I asked Cornell’s Jeweler’s President Olivia Cornell, who graces this month’s cover of RWM, to what she ascribes the mystique. “Why jewelry? Why do we aspire to give jewels to those we care most about?”
“It’s the only thing that lasts,” she replied.
It’s In My Blood…
Olivia Cornell is no stranger to the world of retail.
Cornell’s parents had owned a furniture store in Troy, New York, just north of Albany, where she originally hails from.
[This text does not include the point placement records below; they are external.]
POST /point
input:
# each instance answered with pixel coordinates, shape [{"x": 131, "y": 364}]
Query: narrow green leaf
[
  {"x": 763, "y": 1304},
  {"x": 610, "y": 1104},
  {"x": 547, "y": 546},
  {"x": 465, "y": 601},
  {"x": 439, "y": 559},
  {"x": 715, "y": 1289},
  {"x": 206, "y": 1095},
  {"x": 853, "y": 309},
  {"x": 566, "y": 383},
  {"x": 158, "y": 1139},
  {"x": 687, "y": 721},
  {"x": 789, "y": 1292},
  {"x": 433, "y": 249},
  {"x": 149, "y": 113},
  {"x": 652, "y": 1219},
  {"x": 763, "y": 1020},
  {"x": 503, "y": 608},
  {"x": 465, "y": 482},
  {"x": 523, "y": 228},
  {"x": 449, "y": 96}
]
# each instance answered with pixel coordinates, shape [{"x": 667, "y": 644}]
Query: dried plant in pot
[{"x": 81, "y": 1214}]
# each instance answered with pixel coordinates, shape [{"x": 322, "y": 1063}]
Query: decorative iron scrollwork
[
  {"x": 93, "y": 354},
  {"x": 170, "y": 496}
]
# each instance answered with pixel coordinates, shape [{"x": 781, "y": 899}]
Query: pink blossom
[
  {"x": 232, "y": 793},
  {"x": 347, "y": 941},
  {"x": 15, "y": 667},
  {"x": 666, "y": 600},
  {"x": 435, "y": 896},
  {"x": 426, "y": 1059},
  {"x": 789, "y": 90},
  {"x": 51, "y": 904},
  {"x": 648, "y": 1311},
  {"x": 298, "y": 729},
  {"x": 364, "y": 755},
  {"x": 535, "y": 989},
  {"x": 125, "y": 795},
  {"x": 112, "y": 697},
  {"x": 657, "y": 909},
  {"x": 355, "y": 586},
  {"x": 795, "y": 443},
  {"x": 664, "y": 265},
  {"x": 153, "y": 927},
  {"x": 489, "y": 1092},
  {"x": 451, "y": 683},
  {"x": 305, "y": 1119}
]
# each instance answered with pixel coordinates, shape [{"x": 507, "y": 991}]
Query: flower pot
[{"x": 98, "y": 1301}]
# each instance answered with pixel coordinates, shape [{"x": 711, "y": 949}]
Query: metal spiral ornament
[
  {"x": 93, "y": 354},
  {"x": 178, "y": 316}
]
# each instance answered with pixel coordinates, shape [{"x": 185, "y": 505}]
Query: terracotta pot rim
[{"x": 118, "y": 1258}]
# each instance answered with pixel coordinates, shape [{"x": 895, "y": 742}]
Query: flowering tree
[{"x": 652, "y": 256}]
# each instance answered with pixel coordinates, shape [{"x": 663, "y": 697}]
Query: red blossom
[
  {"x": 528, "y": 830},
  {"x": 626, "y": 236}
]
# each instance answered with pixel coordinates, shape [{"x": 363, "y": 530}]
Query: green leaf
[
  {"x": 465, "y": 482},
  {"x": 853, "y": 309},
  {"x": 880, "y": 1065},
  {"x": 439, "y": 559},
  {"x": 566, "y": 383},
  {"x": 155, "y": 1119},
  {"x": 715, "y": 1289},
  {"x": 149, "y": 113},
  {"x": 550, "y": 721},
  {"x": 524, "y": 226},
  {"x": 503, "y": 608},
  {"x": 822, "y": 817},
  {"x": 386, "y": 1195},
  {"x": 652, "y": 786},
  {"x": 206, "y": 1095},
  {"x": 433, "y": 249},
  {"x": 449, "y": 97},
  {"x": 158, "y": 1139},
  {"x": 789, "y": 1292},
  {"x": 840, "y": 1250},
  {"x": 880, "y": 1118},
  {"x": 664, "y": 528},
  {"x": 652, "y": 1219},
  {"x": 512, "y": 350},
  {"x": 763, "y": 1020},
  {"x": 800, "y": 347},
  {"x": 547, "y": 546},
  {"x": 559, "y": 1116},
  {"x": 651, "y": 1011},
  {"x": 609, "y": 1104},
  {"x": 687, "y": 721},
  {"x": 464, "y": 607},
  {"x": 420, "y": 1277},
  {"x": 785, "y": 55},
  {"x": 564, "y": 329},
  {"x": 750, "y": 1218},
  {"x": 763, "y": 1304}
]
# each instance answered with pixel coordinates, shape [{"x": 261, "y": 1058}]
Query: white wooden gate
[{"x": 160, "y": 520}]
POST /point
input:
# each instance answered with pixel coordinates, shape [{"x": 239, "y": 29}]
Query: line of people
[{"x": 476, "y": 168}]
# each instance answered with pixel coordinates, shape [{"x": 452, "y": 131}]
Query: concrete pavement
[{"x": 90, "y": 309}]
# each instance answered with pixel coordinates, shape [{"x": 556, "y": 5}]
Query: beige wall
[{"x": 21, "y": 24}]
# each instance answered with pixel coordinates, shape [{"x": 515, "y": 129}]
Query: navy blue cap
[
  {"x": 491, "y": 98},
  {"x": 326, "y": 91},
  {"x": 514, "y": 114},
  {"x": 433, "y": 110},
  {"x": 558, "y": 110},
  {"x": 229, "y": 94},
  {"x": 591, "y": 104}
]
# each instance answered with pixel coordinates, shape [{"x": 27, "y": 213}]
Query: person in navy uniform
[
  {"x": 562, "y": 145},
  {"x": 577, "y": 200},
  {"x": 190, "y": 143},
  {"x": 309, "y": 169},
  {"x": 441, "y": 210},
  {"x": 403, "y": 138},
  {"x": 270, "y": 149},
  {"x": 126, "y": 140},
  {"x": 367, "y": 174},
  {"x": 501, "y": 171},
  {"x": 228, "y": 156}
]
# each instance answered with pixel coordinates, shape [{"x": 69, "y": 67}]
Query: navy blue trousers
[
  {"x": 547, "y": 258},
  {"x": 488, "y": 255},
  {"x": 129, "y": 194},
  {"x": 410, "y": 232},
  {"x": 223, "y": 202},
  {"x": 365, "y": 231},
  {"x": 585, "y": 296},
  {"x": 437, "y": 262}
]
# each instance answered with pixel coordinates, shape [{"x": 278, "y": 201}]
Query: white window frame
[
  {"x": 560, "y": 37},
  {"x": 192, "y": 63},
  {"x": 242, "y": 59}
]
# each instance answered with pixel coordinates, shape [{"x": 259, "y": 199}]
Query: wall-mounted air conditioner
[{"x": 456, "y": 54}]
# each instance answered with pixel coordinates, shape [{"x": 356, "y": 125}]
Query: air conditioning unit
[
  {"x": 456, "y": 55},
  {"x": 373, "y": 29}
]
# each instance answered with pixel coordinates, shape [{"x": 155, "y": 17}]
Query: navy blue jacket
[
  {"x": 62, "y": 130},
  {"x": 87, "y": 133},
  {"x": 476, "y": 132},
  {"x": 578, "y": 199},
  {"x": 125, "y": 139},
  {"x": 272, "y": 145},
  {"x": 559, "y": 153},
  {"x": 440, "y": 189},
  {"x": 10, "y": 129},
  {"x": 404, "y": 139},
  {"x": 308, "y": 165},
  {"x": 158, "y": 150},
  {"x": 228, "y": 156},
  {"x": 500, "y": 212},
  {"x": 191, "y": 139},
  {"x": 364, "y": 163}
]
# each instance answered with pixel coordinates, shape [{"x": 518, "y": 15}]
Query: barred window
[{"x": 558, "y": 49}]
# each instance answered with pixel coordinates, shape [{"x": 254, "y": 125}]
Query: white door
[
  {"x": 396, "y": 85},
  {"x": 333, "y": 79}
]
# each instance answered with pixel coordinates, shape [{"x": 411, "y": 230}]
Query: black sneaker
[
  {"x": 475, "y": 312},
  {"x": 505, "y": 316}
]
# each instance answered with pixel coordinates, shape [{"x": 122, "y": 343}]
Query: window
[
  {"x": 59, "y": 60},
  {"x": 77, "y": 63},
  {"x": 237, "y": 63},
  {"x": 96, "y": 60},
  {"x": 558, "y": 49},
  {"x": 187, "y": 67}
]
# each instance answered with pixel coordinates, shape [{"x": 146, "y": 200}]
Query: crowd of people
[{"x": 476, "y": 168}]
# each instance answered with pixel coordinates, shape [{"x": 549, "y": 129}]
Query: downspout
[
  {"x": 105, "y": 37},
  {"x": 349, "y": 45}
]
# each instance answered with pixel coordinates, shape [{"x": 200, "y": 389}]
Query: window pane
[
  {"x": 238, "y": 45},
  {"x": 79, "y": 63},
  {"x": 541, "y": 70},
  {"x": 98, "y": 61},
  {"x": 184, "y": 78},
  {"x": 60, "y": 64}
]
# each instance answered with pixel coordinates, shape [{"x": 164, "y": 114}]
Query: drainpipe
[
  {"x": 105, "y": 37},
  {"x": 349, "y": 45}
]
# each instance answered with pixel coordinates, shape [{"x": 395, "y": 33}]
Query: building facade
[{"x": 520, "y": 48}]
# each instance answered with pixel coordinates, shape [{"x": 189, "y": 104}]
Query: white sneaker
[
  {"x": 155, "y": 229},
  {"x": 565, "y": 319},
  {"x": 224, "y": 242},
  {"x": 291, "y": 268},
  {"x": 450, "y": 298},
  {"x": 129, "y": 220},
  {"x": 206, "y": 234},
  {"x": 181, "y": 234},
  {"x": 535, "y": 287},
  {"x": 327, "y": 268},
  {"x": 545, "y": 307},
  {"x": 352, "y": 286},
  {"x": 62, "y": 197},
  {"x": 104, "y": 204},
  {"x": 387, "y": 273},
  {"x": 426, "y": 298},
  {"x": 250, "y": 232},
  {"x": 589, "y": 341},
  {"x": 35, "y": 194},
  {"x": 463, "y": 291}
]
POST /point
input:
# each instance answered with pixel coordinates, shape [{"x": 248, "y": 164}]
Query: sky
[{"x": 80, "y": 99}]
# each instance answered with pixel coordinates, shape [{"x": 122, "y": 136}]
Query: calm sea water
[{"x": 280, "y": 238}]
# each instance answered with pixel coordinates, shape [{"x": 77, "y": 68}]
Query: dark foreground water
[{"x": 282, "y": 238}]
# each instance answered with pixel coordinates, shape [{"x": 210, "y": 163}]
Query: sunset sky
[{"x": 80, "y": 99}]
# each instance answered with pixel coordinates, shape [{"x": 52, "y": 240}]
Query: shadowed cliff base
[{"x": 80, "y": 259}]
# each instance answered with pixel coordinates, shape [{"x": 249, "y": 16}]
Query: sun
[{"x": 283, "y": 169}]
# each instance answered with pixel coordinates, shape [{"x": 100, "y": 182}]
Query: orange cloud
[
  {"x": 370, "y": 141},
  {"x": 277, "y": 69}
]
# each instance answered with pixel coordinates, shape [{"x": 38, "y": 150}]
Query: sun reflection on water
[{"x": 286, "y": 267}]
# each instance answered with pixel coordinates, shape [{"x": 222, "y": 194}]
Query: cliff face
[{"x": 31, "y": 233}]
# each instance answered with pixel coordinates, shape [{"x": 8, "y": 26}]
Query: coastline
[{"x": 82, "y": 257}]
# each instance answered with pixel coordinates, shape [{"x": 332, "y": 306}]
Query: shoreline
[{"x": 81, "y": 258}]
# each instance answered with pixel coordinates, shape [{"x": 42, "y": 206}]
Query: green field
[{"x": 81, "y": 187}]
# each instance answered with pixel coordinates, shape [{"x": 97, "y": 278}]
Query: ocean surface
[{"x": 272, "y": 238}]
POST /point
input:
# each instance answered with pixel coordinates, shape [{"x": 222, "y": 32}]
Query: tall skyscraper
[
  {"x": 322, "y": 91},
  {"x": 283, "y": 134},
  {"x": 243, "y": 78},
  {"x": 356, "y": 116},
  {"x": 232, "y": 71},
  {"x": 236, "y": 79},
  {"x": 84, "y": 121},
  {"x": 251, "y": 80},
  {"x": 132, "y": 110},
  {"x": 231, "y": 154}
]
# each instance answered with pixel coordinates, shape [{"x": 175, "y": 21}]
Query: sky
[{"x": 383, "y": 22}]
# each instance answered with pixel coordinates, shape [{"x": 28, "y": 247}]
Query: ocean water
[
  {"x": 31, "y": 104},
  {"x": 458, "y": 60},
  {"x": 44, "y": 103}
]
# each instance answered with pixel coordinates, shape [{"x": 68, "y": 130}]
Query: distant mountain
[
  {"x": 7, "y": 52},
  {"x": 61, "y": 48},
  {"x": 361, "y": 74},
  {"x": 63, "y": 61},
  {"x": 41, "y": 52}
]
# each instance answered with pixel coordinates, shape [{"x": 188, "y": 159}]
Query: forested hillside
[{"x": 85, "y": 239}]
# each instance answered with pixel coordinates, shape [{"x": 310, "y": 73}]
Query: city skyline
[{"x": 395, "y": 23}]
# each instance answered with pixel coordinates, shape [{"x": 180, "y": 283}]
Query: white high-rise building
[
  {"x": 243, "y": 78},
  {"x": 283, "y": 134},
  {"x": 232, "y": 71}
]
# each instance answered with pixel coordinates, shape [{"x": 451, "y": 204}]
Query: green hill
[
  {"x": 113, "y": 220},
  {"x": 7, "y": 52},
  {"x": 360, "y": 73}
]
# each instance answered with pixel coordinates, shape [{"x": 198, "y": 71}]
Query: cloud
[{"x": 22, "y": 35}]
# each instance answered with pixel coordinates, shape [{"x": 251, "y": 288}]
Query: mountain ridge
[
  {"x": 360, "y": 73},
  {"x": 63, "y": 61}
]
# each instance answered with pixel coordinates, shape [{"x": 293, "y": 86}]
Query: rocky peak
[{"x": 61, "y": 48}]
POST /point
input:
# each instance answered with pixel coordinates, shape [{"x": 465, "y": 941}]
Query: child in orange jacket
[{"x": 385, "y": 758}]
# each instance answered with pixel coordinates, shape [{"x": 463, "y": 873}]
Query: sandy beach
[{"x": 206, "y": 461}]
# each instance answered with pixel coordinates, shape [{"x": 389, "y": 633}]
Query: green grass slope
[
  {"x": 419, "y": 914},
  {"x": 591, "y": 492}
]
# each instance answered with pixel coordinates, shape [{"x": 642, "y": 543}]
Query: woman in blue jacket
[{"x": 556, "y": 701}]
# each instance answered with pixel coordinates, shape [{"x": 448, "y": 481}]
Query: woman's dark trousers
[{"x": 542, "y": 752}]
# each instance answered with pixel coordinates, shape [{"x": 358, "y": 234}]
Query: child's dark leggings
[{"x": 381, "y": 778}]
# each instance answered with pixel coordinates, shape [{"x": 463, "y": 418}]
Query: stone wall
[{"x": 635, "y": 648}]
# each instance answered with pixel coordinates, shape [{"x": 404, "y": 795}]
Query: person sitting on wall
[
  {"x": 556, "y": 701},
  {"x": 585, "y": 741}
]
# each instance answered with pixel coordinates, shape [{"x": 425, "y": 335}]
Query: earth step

She credits her father and mother today as having a major impact on her life, instilling in her an undeviating work ethic, a passion for customer service, and a flair for business.
“I think retailing is in my blood,” she claimed.
Cornell attended Rochester Institute of Technology, graduating from The College of Business, The School of Retailing with a major interior design.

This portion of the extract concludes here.